# Specific 3D Printers, Scanners, & Hardware > Peachy Printer Forum >  The teams latest update

## InstantWork

On their news webpage:

http://www.peachyprinter.com/?fb_act...f21e26badf4938

----------


## iplayfast

While I'm glad they are moving forward I was disappointed that the earliest possible time I could see a printer is in July, and probably not until October.

----------


## InstantWork

I can understand that. I believe that the team have increase the printing quality beyond what they initially thought, and that this constantly increasing quality goal has pushed the release date further and further into the future. I would say though that the result look very promising, judging from the last pictures. Now the prints seem to have reached a quality level that anyone could be happy with. It doesn't look like a $100 printer anymore, and that is something I bet you and everyone else should be happy with. Just imagine getting inferior quality on the first batch of printers just to realise that there is a new, much better version available 6 months later for the same price. I bet that would be a nasty surprise for all the backers.

----------


## Slatye

Honestly, I'm very impressed that they've gotten this far with it. I was sort of expecting that after six months they'd go "ah, we really should have charged about five times as much for this. The money's gone, a few barely-functional printers will be delivered to the first backers, and everyone else gets nothing" (based on past experiences with another "ultra-cheap" crowdfunded 3D printer project). Or, alternatively, it'd take so long that by the release date it'd be obsolete.

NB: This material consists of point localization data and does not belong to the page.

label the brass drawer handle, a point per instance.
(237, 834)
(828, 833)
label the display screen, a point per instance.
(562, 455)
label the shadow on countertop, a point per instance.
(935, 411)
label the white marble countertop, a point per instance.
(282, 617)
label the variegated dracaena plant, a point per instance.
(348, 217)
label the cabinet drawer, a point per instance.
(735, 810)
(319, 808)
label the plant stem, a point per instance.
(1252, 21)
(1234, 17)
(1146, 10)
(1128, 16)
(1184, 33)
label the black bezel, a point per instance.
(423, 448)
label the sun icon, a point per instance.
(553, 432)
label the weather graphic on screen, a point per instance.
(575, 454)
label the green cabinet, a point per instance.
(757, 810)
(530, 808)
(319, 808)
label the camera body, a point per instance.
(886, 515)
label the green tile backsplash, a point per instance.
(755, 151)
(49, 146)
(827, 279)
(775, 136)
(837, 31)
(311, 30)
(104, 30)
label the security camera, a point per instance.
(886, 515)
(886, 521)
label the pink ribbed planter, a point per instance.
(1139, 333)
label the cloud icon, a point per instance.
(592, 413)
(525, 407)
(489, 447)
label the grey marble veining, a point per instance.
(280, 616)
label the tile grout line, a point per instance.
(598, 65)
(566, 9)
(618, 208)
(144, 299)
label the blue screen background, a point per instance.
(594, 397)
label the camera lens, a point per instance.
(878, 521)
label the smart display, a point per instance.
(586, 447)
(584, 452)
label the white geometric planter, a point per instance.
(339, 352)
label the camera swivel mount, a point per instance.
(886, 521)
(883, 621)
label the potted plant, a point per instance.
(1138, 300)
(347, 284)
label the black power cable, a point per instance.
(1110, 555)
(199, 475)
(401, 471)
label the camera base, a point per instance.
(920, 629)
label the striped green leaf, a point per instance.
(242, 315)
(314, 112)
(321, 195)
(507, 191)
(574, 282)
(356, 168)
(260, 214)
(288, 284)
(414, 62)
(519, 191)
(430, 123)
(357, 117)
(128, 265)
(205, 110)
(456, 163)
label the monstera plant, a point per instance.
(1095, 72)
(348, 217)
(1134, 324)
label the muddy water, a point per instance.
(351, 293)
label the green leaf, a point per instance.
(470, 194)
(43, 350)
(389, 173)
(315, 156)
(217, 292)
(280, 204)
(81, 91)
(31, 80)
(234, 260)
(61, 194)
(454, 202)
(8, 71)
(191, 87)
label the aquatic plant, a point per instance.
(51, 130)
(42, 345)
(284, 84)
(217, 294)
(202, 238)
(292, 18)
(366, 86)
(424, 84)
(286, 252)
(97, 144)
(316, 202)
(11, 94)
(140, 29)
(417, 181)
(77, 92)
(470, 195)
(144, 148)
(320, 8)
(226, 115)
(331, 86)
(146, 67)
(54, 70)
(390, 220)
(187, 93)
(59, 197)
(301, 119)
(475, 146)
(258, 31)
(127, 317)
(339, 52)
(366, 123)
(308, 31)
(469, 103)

It's now looking unlikely that either of those will occur. Development seems to be proceeding well, there seems to be plenty of testing going on (so it's likely to actually _work_), and so far there don't seem to have been any money problems. The capabilities at the moment look pretty amazing by "cheap 3D printer" standards, especially considering that a "cheap 3D printer" still tends to be well over double the price of the Peachy. In many ways (maximum build area, ability to use flexible resins) it's highly impressive even by "horribly expensive 3D printer" standards. 

It's a bit annoying to have to wait (I've got a growing list of projects waiting for a 3D printer) but at least we're waiting for something awesome - rather than waiting for a failure.

----------